Traditionally the software that ran in the 3rd level trigger (often called a High Level Trigger, or HLT for short) were carefully optimized and custom designed algorithms. Often only a select part of the collaboration wrote these, and there were lots of coding rules involved to make sure extra CPU cycles (time) weren’t wasted. CPU is of utmost importance here, and every additional physics feature must be balanced against the CPU cost. It will find charged particle tracks, but perhaps only ones that can be quickly found (e.g. obvious ones). The ones that take a little more work – they get skipped in the trigger because it will take too much time!

Offline, on the other hand, was a different story. Offline refers to reconstruction code – this is code that runs after the data is recorded to tape.
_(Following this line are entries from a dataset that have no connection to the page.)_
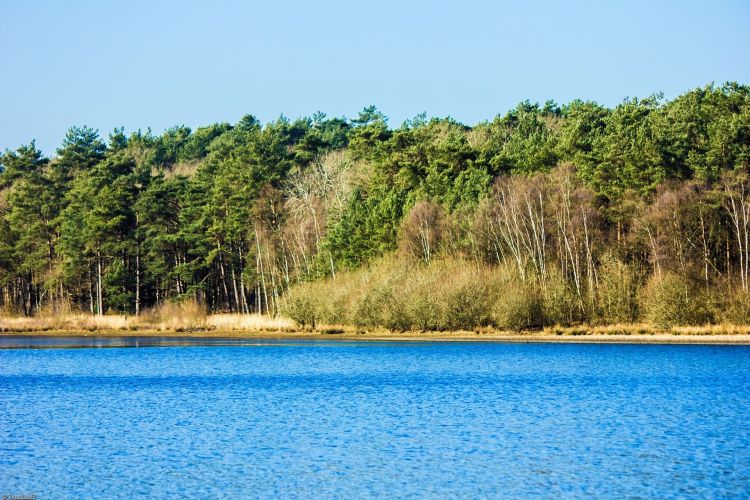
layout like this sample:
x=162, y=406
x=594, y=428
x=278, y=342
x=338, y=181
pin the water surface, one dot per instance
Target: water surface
x=344, y=419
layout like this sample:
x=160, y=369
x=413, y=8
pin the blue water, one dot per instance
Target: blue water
x=338, y=419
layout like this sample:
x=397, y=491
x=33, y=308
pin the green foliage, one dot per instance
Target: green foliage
x=232, y=216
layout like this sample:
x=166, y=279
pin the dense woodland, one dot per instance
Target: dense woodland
x=557, y=213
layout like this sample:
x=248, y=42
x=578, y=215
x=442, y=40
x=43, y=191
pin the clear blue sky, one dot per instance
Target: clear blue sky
x=155, y=64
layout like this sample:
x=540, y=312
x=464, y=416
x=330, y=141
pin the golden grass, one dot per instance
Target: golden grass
x=249, y=322
x=183, y=317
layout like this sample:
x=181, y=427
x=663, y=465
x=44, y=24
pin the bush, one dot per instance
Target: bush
x=673, y=300
x=302, y=307
x=560, y=304
x=737, y=308
x=519, y=306
x=467, y=306
x=616, y=297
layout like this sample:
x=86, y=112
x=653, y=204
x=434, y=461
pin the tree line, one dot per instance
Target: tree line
x=233, y=216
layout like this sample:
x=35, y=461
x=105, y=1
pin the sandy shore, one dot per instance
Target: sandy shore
x=458, y=336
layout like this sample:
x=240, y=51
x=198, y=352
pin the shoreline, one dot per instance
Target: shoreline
x=664, y=338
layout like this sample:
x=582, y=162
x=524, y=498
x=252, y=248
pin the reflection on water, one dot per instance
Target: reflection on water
x=349, y=420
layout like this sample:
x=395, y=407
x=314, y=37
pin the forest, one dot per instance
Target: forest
x=547, y=214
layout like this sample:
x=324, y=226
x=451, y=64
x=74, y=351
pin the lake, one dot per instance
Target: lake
x=372, y=419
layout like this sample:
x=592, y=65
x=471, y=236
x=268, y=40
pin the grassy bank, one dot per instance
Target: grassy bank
x=264, y=327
It can take its time – it can carefully reconstruct the data, looking for charged particle tracks anywhere in the detector, applying the latest calibrations, etc. This code is written with physics performance in mind, and traditionally, CPU and memory performance have been secondary (if that). Generally the best algorithms run here – if a charged particle track can be found by an algorithm, this is where that algorithm will reside. Who cares if it takes 5 seconds?
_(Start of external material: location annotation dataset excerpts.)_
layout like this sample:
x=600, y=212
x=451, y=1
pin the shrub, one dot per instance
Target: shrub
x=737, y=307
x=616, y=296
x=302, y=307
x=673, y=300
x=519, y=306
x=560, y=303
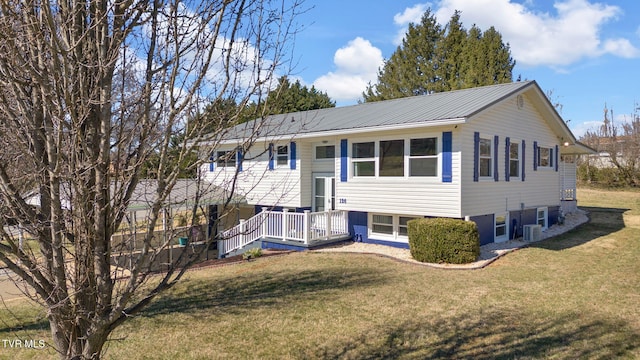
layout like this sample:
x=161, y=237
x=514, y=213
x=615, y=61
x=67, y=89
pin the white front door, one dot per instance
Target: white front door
x=324, y=192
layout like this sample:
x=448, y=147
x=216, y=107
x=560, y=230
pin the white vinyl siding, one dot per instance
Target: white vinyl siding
x=408, y=195
x=541, y=217
x=261, y=186
x=423, y=157
x=324, y=152
x=282, y=155
x=389, y=227
x=501, y=227
x=485, y=166
x=364, y=159
x=514, y=159
x=492, y=197
x=226, y=158
x=545, y=157
x=391, y=161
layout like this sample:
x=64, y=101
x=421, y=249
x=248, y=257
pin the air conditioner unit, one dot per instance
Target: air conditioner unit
x=532, y=232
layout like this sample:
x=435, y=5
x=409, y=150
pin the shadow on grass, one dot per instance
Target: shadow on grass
x=493, y=335
x=602, y=222
x=262, y=288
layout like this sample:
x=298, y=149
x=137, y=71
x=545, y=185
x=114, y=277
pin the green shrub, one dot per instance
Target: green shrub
x=252, y=253
x=444, y=240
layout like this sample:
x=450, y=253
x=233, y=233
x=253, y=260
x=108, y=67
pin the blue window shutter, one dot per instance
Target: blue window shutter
x=535, y=156
x=447, y=168
x=271, y=163
x=476, y=156
x=524, y=166
x=496, y=143
x=292, y=155
x=507, y=158
x=343, y=159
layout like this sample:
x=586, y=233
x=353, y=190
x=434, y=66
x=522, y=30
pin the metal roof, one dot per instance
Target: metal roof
x=425, y=109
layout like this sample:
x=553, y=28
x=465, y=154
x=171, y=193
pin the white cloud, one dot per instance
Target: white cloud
x=571, y=33
x=409, y=15
x=622, y=48
x=356, y=65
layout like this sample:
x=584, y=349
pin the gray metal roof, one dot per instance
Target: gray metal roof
x=452, y=105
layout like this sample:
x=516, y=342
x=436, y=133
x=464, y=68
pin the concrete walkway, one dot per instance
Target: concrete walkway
x=488, y=253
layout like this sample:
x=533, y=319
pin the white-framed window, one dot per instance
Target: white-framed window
x=382, y=224
x=389, y=227
x=542, y=217
x=325, y=152
x=545, y=157
x=501, y=227
x=485, y=166
x=391, y=158
x=282, y=155
x=423, y=157
x=404, y=157
x=226, y=158
x=567, y=159
x=363, y=159
x=514, y=159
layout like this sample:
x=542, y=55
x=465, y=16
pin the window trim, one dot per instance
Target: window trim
x=278, y=156
x=355, y=160
x=491, y=157
x=437, y=155
x=551, y=156
x=327, y=159
x=223, y=162
x=504, y=237
x=406, y=157
x=380, y=158
x=518, y=143
x=545, y=220
x=395, y=223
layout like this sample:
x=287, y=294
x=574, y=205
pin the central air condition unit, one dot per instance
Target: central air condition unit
x=532, y=232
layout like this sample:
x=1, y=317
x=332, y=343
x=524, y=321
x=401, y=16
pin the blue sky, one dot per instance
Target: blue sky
x=587, y=53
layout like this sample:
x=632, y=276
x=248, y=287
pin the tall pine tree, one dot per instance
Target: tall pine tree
x=435, y=59
x=288, y=97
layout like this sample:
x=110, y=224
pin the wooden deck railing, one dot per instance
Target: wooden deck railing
x=305, y=227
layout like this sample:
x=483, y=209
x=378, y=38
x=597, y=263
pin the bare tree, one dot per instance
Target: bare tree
x=88, y=90
x=620, y=141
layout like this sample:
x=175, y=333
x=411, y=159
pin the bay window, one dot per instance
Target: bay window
x=391, y=158
x=423, y=157
x=364, y=159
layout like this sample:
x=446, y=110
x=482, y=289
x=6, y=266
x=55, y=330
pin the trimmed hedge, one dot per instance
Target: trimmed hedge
x=444, y=240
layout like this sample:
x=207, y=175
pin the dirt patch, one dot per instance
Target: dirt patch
x=631, y=220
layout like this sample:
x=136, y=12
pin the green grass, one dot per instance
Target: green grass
x=573, y=296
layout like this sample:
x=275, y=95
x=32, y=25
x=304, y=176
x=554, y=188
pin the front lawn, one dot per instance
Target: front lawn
x=573, y=296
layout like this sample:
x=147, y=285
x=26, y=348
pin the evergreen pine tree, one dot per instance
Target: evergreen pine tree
x=433, y=59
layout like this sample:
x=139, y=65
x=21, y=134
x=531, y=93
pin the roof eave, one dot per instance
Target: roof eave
x=346, y=132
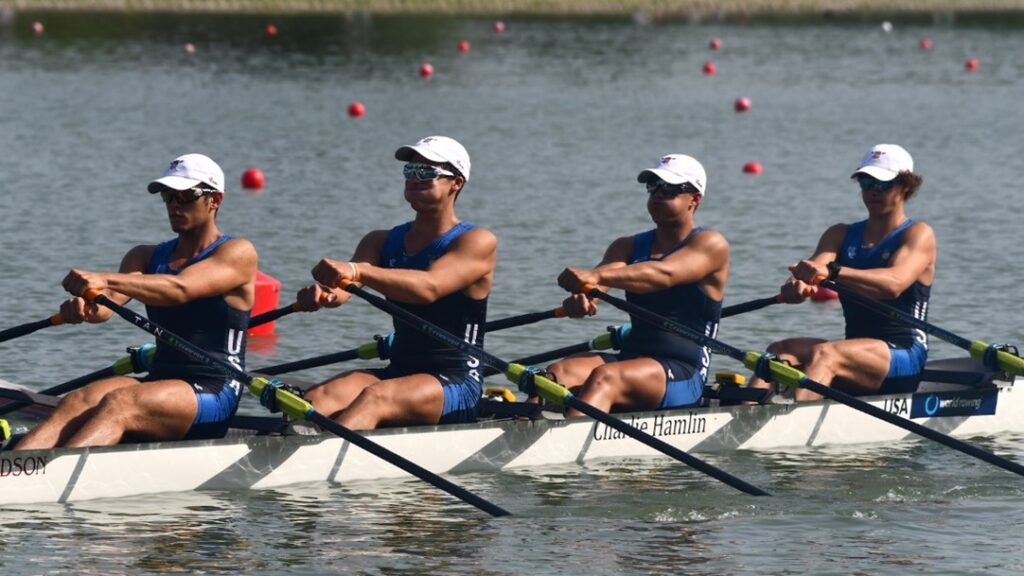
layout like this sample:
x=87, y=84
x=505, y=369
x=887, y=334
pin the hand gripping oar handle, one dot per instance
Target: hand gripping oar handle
x=979, y=350
x=548, y=388
x=30, y=327
x=772, y=369
x=296, y=406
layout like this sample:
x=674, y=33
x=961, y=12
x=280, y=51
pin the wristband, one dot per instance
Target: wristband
x=834, y=269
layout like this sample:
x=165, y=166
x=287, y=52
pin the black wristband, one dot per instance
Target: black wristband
x=834, y=269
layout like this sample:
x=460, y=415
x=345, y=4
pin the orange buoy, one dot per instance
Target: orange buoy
x=753, y=167
x=252, y=178
x=267, y=296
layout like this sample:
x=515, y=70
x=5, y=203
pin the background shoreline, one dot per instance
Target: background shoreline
x=696, y=9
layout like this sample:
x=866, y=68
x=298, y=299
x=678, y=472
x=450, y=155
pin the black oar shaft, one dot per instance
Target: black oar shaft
x=504, y=367
x=29, y=327
x=197, y=354
x=796, y=377
x=271, y=316
x=751, y=305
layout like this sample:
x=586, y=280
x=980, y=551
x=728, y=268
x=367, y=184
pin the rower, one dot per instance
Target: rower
x=679, y=271
x=436, y=266
x=201, y=286
x=889, y=257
Traditionally, these two code bases have been exactly that: two code bases. But this does cause some physics problems. For example, you can have a situation where your offline code will find an object that your trigger code does not, or vice versa. And thus when it comes time to understand how much physics you’ve actually written to tape – a crucial step in measuring a particle like the Higgs, or searching for something new – the additional complication can be… painful (I speak from experience!).

Over time we’ve gotten much better at writing software. We now track performance in a way we never have before: physics, CPU, and memory are all measured on releases built every night. With modern tools we’ve discovered that… holy cow!… applying well known software practices means we can have our physics performance and CPU and memory performance too! And in the few places that just isn’t possible, there are usually easy knobs we can turn to reduce the CPU requirements. And even if we have to make a small CPU sacrifice, Moore’s law helps out and takes up the slack.

In preparation for Run 2 at the LHC ATLAS went through a major software re-design. One big effort was to more as many of the offline algorithms into the trigger as possible. This was a big job – the internal data structures had to be unified, offline algorithms’ CPU performance was examined in a way it had never been before. In the end ATLAS will have less software to maintain, and it will have (I hope) more understandable reconstruction performance when it comes to doing physics.

LHCb is doing the same thing. I’ve seen discussions about new experiments running offline and writing only that out. Air shower arrays searching for large cosmic-ray showers often do quite a bit of final processing in real-time. All of this made me think these were not isolated occurrences. I don’t think anyone has labeled this a trend yet, but I’m ready to.

By the way, this does not mean offline code and algorithms will disappear. There will always be versions of the algorithm that will use huge amounts of CPU power to get the last 10% of performance. The offline code is not run for several days after the data is taken in order to make sure the latest and greatest calibration data has been distributed. This calibration data is much more fine grained (and recent) than what is available to the trigger. Though as Moore’s law and our ability to better engineer the software improves, perhaps even this will disappear over time.